We’re wrapping up our series on the foundational principles of Hebrews 6 today. “Eternal judgement” is the final point the writer of Hebrews lists as a “principle of the doctrine of Christ.”
Therefore, leaving the discussion of the elementary principles of Christ, let us go on to perfection, not laying again the foundation of repentance from dead works and of faith toward God, of the doctrine of baptisms, of laying on of hands, of resurrection of the dead, and of eternal judgment. And this we will do if God permits. (Heb. 6:1-3)
There’s a good reason why Christians have to live lives of obedience and service to God. We will give account of ourselves at the end, and receive a judgement whether we were good or evil.
The Righteous Judge
God doesn’t ask us to do things for no reason. The commandments and laws are meant to keep us on the right path so we can live lives that will be judged “good and faithful.” We cannot earn salvation — that is a gift of God through Jesus Christ our Lord — but once we’ve entered into covenant with God He expects effort and participation from us.
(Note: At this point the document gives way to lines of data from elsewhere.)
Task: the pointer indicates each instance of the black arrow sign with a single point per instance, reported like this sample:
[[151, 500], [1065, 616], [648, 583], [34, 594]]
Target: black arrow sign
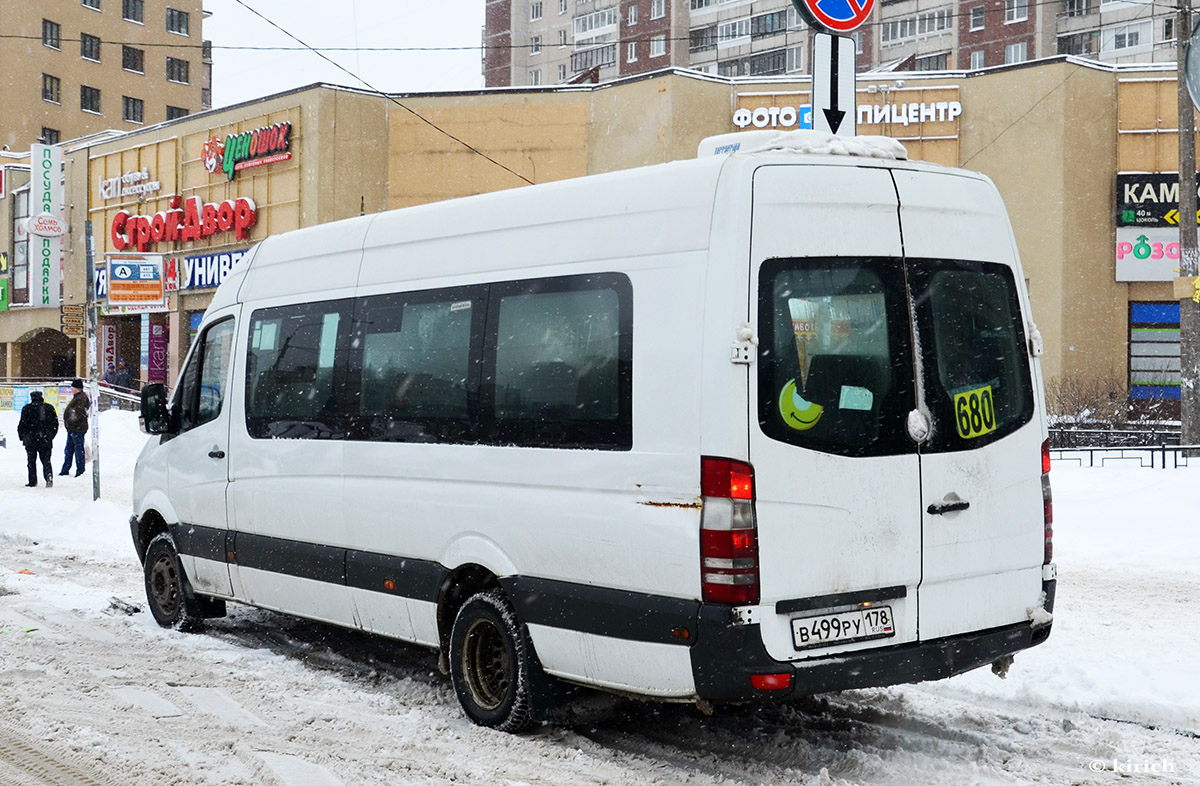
[[833, 114]]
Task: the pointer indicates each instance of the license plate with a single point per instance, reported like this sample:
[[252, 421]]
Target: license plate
[[849, 625]]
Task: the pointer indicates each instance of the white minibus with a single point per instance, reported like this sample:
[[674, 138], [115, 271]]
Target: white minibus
[[760, 424]]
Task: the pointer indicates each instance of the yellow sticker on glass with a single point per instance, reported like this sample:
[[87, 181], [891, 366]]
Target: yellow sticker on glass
[[975, 412], [798, 413]]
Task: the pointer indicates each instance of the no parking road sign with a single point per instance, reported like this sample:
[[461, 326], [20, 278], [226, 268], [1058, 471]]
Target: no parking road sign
[[835, 16]]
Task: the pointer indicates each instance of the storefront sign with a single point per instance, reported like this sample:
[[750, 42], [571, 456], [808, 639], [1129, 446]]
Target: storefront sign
[[1149, 199], [107, 336], [131, 184], [46, 226], [187, 221], [73, 321], [801, 117], [1147, 253], [135, 280], [208, 271], [249, 149], [46, 195], [156, 365]]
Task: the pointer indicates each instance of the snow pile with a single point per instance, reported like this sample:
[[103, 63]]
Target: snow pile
[[808, 142]]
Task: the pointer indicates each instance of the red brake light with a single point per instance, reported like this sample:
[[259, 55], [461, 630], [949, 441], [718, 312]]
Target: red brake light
[[771, 682], [729, 535], [726, 478], [1047, 503]]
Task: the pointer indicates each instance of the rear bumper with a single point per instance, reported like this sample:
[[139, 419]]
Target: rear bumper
[[725, 657]]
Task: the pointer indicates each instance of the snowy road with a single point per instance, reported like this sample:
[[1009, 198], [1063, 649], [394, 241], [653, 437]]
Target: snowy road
[[90, 694]]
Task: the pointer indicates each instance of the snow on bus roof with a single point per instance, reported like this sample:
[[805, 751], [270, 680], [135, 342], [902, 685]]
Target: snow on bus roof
[[804, 141]]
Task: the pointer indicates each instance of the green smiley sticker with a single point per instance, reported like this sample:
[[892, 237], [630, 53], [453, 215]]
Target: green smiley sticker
[[798, 413]]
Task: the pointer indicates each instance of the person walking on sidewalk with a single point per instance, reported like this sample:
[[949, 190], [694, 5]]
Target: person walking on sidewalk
[[75, 419], [37, 427]]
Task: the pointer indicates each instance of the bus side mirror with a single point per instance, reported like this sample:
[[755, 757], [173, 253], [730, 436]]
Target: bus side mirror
[[155, 417]]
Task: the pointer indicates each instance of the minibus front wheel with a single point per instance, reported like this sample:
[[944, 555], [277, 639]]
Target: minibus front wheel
[[167, 589], [491, 663]]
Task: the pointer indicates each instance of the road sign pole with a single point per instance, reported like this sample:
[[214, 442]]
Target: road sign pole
[[1189, 256]]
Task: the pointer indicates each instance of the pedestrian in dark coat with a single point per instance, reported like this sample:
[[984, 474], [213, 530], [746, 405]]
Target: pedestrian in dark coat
[[75, 419], [37, 427]]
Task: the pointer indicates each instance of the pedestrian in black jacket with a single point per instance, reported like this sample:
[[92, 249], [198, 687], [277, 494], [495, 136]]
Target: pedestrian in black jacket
[[75, 419], [37, 427]]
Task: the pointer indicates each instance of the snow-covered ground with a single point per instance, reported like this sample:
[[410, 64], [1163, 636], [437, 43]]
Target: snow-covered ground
[[90, 694]]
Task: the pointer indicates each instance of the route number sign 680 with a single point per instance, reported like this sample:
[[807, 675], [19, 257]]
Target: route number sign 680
[[975, 412]]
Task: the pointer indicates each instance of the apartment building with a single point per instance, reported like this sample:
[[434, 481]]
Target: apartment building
[[538, 42], [76, 67]]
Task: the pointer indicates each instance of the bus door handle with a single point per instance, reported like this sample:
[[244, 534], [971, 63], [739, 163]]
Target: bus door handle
[[952, 503]]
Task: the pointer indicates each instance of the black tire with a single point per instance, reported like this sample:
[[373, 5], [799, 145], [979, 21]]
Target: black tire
[[492, 664], [167, 589]]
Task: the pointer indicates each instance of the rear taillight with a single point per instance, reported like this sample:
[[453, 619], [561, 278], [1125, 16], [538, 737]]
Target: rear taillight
[[1047, 502], [729, 537]]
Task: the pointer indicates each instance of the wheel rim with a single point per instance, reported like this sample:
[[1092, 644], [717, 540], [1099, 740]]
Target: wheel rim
[[165, 585], [487, 664]]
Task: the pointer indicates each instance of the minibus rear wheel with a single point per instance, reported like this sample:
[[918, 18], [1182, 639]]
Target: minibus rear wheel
[[167, 587], [491, 663]]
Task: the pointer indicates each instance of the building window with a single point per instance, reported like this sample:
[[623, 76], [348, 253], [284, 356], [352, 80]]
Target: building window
[[768, 24], [177, 22], [89, 99], [1077, 7], [898, 30], [731, 33], [1155, 351], [52, 34], [702, 39], [133, 59], [1080, 43], [933, 22], [1017, 11], [89, 47], [1127, 36], [795, 59], [933, 63], [51, 88], [177, 70], [132, 109]]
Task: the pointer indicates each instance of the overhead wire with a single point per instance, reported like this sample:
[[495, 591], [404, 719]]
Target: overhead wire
[[391, 99]]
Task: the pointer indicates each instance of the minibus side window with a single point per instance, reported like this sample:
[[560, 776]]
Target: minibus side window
[[978, 385], [559, 363], [293, 376], [413, 361], [835, 365], [202, 391]]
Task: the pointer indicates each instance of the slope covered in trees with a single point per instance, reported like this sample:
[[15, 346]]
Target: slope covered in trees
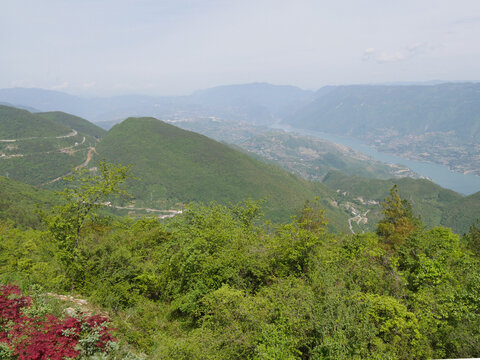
[[360, 110], [17, 124], [37, 149], [434, 204], [220, 282], [178, 166], [74, 122]]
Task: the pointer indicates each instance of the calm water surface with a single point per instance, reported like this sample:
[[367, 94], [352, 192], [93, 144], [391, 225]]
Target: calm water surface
[[440, 174]]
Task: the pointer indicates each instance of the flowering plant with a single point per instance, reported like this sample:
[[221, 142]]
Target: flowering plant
[[26, 335]]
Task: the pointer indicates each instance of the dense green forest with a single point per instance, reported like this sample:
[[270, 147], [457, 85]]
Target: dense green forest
[[175, 167], [220, 282]]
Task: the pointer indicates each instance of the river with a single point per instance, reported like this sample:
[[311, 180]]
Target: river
[[440, 174]]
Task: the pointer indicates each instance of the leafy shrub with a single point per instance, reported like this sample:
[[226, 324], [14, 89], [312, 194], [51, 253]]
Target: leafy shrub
[[25, 335]]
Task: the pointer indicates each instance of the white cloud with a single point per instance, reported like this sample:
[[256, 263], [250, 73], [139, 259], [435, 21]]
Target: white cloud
[[89, 85], [61, 86], [400, 55], [368, 54]]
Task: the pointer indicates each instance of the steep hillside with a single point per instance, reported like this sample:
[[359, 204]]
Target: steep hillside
[[37, 150], [20, 202], [74, 122], [18, 124], [435, 205], [178, 166], [255, 103], [463, 213]]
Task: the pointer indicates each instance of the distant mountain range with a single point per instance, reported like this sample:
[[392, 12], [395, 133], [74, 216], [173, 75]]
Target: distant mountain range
[[255, 103], [176, 166]]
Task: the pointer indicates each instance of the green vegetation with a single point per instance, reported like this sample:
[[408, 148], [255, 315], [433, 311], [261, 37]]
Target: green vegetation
[[74, 122], [18, 124], [45, 147], [303, 155], [220, 282], [177, 166], [21, 203]]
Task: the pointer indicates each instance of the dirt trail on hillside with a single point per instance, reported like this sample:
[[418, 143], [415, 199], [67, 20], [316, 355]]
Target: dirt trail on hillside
[[70, 134], [91, 150]]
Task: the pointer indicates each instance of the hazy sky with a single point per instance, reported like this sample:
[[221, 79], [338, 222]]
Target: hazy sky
[[169, 47]]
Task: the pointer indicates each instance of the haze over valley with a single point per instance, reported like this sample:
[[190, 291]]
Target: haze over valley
[[239, 179]]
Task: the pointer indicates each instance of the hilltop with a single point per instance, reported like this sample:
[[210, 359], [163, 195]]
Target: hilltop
[[39, 148], [20, 202], [179, 166], [74, 122], [434, 204], [437, 123]]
Let us hear the conclusion of the whole matter: Fear God, and keep his commandments: for this is the whole duty of man. For God shall bring every work into judgment, with every secret thing, whether it be good, or whether it be evil. (Ecc. 12:13-14, KJV)
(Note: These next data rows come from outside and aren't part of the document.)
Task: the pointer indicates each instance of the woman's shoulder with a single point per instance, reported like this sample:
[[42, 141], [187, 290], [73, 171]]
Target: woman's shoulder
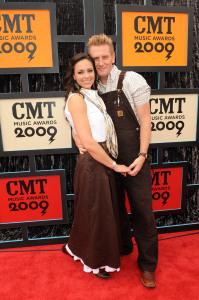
[[74, 96]]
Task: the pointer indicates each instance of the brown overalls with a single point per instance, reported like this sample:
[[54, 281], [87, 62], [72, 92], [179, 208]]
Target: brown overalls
[[138, 188]]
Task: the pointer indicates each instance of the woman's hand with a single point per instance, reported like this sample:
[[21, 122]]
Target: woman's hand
[[136, 166], [121, 169]]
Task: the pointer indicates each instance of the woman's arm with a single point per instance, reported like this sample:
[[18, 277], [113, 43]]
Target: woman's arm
[[78, 110]]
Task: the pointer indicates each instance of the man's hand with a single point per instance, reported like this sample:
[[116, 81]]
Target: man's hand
[[136, 166], [82, 150]]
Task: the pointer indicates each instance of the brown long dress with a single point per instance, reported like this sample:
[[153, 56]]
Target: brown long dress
[[94, 237]]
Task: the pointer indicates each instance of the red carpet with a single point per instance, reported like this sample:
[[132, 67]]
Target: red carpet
[[35, 273]]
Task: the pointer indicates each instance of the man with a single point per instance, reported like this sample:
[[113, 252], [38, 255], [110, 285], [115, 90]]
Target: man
[[127, 101]]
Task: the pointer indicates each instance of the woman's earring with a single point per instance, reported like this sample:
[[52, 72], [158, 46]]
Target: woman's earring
[[76, 85]]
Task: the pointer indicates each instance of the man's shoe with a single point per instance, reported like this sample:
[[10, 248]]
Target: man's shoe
[[103, 274], [148, 279]]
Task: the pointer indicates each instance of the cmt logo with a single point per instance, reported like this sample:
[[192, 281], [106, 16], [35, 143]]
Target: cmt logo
[[17, 24], [149, 24], [20, 187]]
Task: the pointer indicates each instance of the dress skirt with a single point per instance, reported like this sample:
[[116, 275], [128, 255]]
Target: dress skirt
[[94, 237]]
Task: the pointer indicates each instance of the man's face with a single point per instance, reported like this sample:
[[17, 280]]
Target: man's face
[[104, 58]]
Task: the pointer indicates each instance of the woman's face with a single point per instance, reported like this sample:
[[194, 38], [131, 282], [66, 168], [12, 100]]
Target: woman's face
[[84, 73]]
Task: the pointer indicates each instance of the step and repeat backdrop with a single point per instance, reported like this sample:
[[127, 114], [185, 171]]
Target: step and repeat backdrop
[[37, 153]]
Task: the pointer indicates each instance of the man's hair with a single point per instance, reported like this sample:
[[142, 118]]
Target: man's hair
[[100, 39]]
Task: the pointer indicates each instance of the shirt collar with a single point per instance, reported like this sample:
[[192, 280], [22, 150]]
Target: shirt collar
[[111, 77]]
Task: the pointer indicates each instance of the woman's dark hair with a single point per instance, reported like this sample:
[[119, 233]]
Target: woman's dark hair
[[70, 85]]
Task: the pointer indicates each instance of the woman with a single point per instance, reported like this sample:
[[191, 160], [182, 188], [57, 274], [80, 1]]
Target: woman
[[94, 237]]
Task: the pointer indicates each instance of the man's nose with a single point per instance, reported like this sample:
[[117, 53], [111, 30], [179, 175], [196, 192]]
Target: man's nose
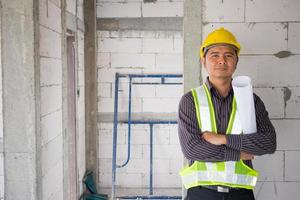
[[222, 60]]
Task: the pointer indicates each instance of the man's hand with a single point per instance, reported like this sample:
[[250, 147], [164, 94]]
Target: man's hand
[[213, 138], [246, 156]]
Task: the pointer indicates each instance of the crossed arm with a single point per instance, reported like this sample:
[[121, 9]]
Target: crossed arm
[[207, 146]]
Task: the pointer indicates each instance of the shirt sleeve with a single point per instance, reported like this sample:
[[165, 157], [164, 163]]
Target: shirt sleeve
[[261, 142], [192, 145]]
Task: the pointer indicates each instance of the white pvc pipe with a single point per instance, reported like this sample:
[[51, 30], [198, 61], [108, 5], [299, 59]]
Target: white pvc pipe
[[245, 103]]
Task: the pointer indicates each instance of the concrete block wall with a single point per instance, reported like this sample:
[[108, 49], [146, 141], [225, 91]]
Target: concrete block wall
[[1, 128], [51, 84], [139, 51], [269, 36], [50, 28]]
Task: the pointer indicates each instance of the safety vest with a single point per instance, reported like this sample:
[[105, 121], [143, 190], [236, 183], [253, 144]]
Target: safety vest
[[227, 173]]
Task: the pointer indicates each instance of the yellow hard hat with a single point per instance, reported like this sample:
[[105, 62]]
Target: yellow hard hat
[[220, 36]]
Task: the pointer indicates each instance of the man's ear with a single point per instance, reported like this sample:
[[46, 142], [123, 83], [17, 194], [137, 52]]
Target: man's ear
[[202, 62]]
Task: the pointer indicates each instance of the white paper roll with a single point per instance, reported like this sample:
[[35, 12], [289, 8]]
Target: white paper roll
[[245, 103]]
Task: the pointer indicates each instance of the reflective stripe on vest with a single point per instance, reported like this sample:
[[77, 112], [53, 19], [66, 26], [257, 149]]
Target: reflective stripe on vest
[[229, 173]]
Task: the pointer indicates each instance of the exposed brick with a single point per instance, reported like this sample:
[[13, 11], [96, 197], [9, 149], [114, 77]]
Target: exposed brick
[[272, 10], [169, 91], [162, 9], [103, 60], [253, 37], [161, 166], [51, 154], [111, 9], [167, 105], [158, 46], [71, 6], [264, 70], [140, 135], [167, 180], [120, 45], [48, 15], [167, 151], [105, 90], [127, 180], [50, 43], [132, 60], [51, 99], [277, 190], [51, 126], [287, 131], [161, 136], [223, 11], [53, 181], [170, 61], [293, 103], [50, 71], [176, 164], [294, 37]]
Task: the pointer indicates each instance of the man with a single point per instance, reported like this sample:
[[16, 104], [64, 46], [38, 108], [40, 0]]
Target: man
[[210, 131]]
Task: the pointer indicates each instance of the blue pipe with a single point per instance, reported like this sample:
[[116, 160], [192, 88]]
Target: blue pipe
[[129, 126], [151, 160], [151, 123], [114, 158]]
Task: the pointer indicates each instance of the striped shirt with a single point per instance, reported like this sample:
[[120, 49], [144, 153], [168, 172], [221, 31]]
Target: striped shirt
[[196, 148]]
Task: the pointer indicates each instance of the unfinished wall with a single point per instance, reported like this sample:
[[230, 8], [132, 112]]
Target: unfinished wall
[[1, 124], [52, 66], [269, 32], [140, 38], [50, 28]]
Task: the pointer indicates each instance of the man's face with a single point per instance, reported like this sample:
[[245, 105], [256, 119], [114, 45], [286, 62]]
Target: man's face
[[220, 62]]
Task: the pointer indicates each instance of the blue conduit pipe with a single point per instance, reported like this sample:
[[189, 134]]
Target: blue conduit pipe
[[130, 122]]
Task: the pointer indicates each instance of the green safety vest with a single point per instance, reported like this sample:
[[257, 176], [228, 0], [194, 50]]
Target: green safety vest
[[229, 173]]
This has been a foundation of faith throughout the Bible, Old and New Covenant. God is righteous, and there will be a judgment day. None of us will escape judgement, but we can by our choices influence the judgement we’ll receive.
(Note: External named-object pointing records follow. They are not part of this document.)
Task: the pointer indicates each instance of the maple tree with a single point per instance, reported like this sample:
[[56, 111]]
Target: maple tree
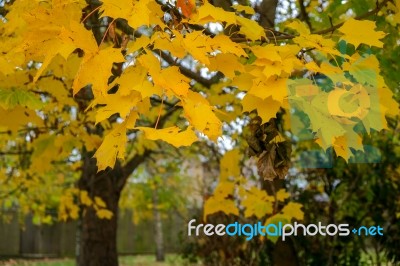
[[87, 88]]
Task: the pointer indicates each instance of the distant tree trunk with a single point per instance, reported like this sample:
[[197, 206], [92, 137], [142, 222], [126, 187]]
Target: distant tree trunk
[[160, 256]]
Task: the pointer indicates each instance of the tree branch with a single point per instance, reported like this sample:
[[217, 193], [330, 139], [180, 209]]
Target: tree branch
[[367, 14]]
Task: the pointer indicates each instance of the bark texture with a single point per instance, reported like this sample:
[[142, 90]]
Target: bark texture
[[98, 243]]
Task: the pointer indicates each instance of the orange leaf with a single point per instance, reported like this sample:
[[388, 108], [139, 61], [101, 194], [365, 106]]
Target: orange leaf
[[187, 7]]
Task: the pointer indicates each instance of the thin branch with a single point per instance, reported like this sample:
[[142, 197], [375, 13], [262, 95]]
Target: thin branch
[[304, 14], [15, 152]]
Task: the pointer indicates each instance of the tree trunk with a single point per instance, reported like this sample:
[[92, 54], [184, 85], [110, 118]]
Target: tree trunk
[[98, 245], [158, 227], [98, 237]]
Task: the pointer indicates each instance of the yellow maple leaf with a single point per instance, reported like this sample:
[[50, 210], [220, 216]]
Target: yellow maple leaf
[[99, 202], [361, 31], [137, 13], [273, 87], [250, 28], [201, 115], [113, 147], [246, 9], [230, 164], [104, 214], [282, 194], [266, 108], [226, 63], [95, 69], [209, 13], [85, 199]]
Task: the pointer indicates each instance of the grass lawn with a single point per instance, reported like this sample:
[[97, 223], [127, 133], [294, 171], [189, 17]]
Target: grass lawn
[[140, 260]]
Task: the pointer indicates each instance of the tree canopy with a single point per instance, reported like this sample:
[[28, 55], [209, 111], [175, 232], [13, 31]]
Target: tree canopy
[[120, 80]]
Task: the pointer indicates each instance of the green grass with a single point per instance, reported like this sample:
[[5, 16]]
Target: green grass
[[141, 260]]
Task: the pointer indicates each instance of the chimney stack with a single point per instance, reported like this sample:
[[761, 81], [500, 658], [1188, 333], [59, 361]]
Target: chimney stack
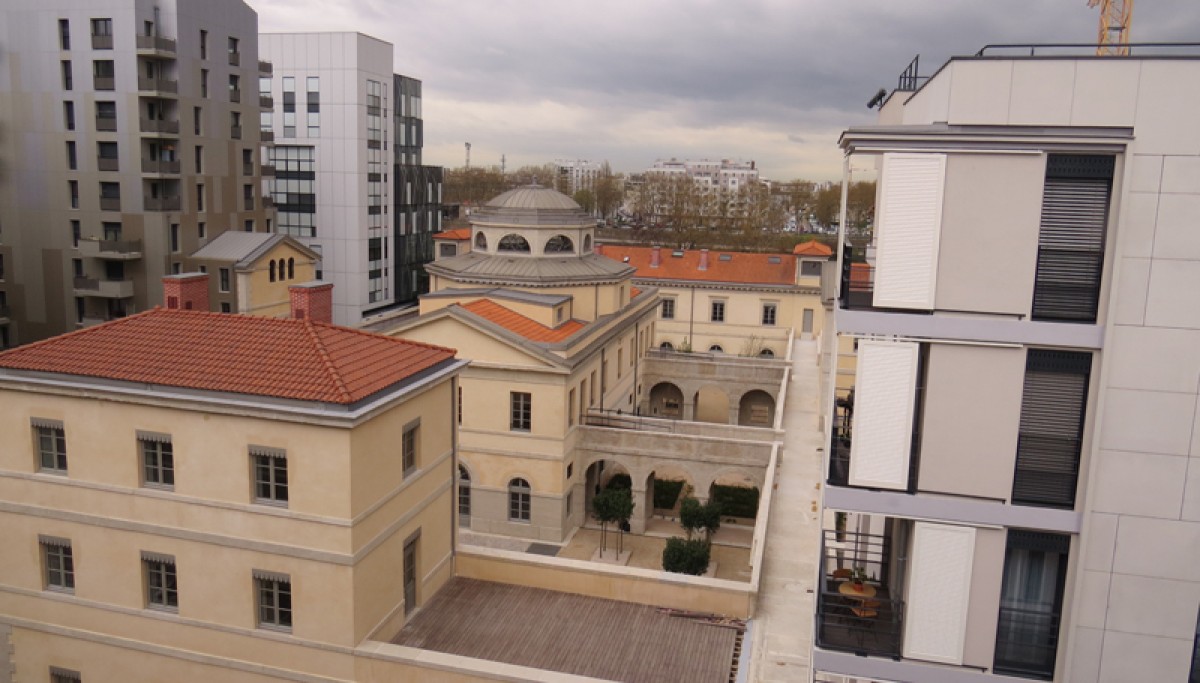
[[313, 301], [186, 291]]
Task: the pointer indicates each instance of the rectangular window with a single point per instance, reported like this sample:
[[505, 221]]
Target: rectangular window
[[1071, 238], [270, 475], [1031, 604], [520, 411], [274, 600], [1054, 403], [162, 589], [408, 447], [52, 445], [58, 563], [768, 315], [718, 312], [667, 310], [157, 460]]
For we must all appear before the judgment seat of Christ, that each one may receive the things done in the body, according to what he has done, whether good or bad. (2 Cor. 5:10)
We’ve all done things worthy of a bad judgement, but by God’s grace we have opportunity to hear “well done, good and faithful servant” on the final judgement day (Matt. 25:21). We’re expected to do our part, though — to choose life instead of death, to walk in the light instead of darkness, to keep God’s commandments and repent when we fall short.
Seat of Christ
All the foundations we’ve covered are firmly grounded in Jesus Christ, and this one is no exception. When he preached in Athens, Paul’s summary of God’s message included a sentence that shows how “eternal judgement” connects to the other foundational doctrines.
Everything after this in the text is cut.